Background: Although several authors have suggested an important pathogenic role for psychosocial factors in 'functional' infertility, the extent to which depression, anxiety and expressed emotional patterns correlate to infertility is not yet clear.
Methods: This study included 156 infertile couples (recruited at intake) and 80 fertile couples, whose personal characteristics were recorded. They were examined using scales for the evaluation of the degree of psychopathology [Hamilton Anxiety Rating Scale (HAM-A), Hamilton Depression Rating Scale (HAM-D)], and anger expression [State-Trait Anger Expression Inventory (STAXI)]. The 156 infertile couples were then subdivided into groups based on the cause of infertility ('organic', 'functional' or 'undetermined'). The psychometric evaluation was double-blind with respect to the causes of infertility.
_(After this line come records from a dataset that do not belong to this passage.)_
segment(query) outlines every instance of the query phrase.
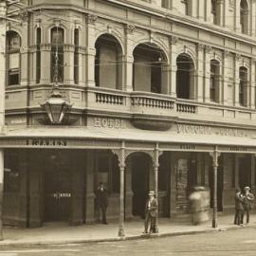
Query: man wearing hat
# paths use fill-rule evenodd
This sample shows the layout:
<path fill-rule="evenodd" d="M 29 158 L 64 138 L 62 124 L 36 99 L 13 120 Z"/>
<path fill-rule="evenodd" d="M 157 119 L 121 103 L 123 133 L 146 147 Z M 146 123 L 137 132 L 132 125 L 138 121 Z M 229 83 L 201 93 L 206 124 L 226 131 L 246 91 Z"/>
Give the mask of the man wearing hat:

Results: Differences emerged in the degree of psychopathology between 'organic' and 'functional' infertile subjects and fertile controls. In women, logistic regression identified three variables able to predict the diagnosis subtype; these variables are HAM-A, HAM-D, and tendency toward anger suppression. In men, anger did not emerge as a predictor for diagnosis, whereas HAM-A and HAM-D did.
Conclusions: The 'functional' infertile subjects of this sample showed particular psychopathological and psychological features, independent from the stress reaction following the identification of the cause of infertility.